The path was steep and winding, inaccessible by car. It led to the beach on the Pacific Ocean at Monterey Bay, near where my granddaughter went to summer camp. She wanted to show off the scenery to us.
I chose to stay at the car while the others in our group trudged down the rapidly descending path to the sea. I wanted to douse my memories of 8 years ago, when I was wondering if I’d make it up the sand dune at Lake Michigan where the family was vacationing right before the heart attack that almost ended my life.

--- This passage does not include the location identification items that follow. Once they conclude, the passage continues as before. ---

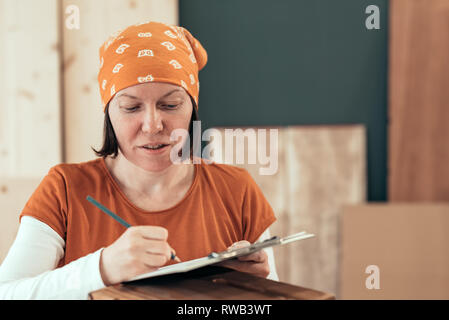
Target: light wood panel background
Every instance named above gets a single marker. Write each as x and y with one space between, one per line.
30 139
418 100
321 168
50 109
14 193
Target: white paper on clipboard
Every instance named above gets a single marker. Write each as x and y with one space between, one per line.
222 256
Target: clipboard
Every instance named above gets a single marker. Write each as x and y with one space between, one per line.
216 257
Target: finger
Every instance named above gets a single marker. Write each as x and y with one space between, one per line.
151 260
259 269
259 256
239 244
157 247
152 232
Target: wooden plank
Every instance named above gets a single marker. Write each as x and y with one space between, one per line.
326 170
198 284
29 88
418 95
408 244
14 193
83 119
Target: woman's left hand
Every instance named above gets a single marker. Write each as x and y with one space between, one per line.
255 263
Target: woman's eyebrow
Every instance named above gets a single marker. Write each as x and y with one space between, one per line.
169 93
127 95
134 97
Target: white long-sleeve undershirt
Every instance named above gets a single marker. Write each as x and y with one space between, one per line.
29 270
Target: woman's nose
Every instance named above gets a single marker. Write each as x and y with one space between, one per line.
152 122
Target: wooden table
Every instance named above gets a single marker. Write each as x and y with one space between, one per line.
208 283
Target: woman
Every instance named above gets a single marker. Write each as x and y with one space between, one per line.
149 86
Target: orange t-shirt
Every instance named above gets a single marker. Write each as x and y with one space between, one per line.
222 206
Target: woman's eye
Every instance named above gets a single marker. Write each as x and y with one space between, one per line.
170 106
130 109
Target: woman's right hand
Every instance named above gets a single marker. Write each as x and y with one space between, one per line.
139 250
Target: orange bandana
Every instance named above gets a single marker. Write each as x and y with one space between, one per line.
150 52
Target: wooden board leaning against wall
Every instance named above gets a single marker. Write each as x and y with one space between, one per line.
320 169
418 96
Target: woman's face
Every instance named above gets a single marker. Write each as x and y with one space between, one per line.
143 117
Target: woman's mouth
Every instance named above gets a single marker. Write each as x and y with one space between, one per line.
152 149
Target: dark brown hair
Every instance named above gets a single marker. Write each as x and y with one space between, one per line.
110 144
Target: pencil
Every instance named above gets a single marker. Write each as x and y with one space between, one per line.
120 220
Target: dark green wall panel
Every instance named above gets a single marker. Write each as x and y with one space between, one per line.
295 62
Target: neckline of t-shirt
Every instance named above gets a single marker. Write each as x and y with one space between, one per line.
114 183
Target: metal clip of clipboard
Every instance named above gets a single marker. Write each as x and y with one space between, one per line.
234 253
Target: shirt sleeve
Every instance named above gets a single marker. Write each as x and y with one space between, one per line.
28 271
256 211
48 203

For the last 8 years I’ve almost entirely avoided sand dunes and steep ascents from the water. The images they provoke in me are just too unsettling. Why look for anxiety when there’s enough in everyday existence to fill my cup to overflowing?
I thought I had buried the sand dune memory, turned it into a postcard photo after eight years, but I hadn’t. I don’t know if I can kill the scary images of the past. Maybe the best I can do is identify them and say to myself, “I know you, you annoy me, but you don’t spook me anymore.”
Eight years ago, as I struggled to climb the 150-foot sand dune at Union Pier, Michigan, the sweat poured from my forehead and armpits. It was as much from the fear and denial as the exertion. Was I going to make it to the street? Were they going to have to call an ambulance? And if I did make it up the dune, was I going to fake it like I had been all week on the trip, or let everybody know how scared I was?
I faked it.
Everybody else went out for lunch at the nearby burger joint, but I stayed in the car, trying to will away the pain in my left upper chest and dry the sweat on my brow.
I had forgotten that awful half hour waiting for the family to finish lunch, wallowing in fear in the Toyota, until just writing this. Maybe memories never really are buried.
Question: Have fear and denial almost killed you?